We sampled six different cocktails from their best seller, the Dernier Metro, (raspberry purée, vodka, ginger and citrus) to the more interesting In Bacchus We Trust with its cognac base and just enough wine syrup and barbecue bitters to give it a tart and spicy little spine.
They plan on changing the menu every six months or so, which is a good call. While many places change more frequently, letting a drink live a little while in the bar gives sufficient opportunity to tweak and perfect it based on bartenders’ experience and customer feedback. For example, the El Guacaquila, made with tequila, avocado, and Tabasco syrup is sweet, cool, spicy and refreshing but thick. I think it might work better in the miniature szie we sampled rather than an entire cocktail. And, I wonder if it could serve as a fun shot alongside a beer. This is the kind of experimenting you might be able to better do in the bar when the menu sticks around longer than a fortnight. I think, overall, there may be a lack of subtlety that you might find in other menus which is made up for by bold and unabashed choices that will work well in this neighborhood, as well as the possibility to go off menu and work with bar staff to find something to satisfy all palates.

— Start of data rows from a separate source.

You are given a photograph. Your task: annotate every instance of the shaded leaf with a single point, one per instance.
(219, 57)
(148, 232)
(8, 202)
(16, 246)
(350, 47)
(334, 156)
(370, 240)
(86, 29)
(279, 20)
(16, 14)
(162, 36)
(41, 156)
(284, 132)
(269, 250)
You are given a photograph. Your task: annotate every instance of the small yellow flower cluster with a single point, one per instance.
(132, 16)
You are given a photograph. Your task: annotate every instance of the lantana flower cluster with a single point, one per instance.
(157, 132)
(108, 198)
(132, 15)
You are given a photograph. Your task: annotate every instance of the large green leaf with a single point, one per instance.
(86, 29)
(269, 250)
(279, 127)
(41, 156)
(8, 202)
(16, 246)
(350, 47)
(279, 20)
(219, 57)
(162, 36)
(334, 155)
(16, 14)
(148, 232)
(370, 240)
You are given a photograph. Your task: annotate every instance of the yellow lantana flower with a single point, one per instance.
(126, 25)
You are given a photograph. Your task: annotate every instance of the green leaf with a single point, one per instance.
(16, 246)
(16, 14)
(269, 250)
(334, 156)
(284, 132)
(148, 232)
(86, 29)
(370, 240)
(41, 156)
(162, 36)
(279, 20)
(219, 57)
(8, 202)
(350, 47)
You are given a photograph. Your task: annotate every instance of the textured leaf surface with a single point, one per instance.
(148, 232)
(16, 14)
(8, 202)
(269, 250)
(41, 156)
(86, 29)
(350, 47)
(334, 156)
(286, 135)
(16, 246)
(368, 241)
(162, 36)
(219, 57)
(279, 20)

In addition to tasting the creations, Kevin also kindly stirred up a martini for me: 1 to 5, Tanqueray with a twist. This was stiff sip compared to the sweeter and easier drinks I had just been sampling, but it’s just the way I like it. With his high-end hotel background, Kevin can handle classic requests. His hotel background may also be reflected in the thoughtful (and sometimes precious) presentation of the cocktails; the sake-based Love Hina is served on a Manga page while the l’Education Sentimentale is served on a page from a Flaubert novel. I’ll avoid any further cocktail spoilers on the drinks and rather encourage you to explore them on your own.

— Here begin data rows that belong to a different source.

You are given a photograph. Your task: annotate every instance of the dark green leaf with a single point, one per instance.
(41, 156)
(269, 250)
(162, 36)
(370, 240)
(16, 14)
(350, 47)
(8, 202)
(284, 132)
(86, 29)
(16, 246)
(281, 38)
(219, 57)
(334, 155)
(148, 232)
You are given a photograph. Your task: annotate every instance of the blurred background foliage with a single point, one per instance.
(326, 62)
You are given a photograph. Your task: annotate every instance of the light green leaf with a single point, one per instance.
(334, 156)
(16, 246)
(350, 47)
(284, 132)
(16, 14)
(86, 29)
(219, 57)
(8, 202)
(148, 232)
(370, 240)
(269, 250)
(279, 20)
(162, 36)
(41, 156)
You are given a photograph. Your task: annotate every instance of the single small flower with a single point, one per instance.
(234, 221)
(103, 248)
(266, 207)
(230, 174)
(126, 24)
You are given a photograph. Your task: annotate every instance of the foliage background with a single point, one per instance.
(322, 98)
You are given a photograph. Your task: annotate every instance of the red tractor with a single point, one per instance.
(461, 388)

Also of note, the menu offers their cocktails in a flask to go at 15 Euros and the possibility cocktail courses. The entire space or – conveniently – smaller sections can be privatized. Regular DJ’s spin some great sets and plans for themed nights with a focus on a particular spirit, cocktail, bar or idea are underway.
Along with the drinks, we sampled several items off the food menu. The homemade foie gras served on gingerbread was a good start. And, the perfectly cooked beef filet boccadillos and the flavorful – without being fatty – duck sauccison were some of the best bites I’ve had lately. It’s a nice selection of cocktail-appropriate food that can easily be shared or make for a mini-meal for one.
I chatted with some of the other guests: Damien from Sound Shaker, the ladies behind Muze Events, Jenna from Paris Cheapskate and the boys behind Cocktail Molotav. It was enjoyable to rub elbows with a different group than I usually run into at press events (which are mainly cocktails/spirits writers) and to see what some of the city’s of bloggers and personalities are covering.
This variety of guests reflects the intention to provide a little something for everyone, which we also saw in the cocktail selection. This intention is also seen in the set up of the space: a heavy curtain can be drawn to divide the lounge in two leaving one side a little louder and more club like and the other a bit quieter and more conversation-conducive. Although it’s not easy to please everyone, it’s a commendable (albeit challenging) approach.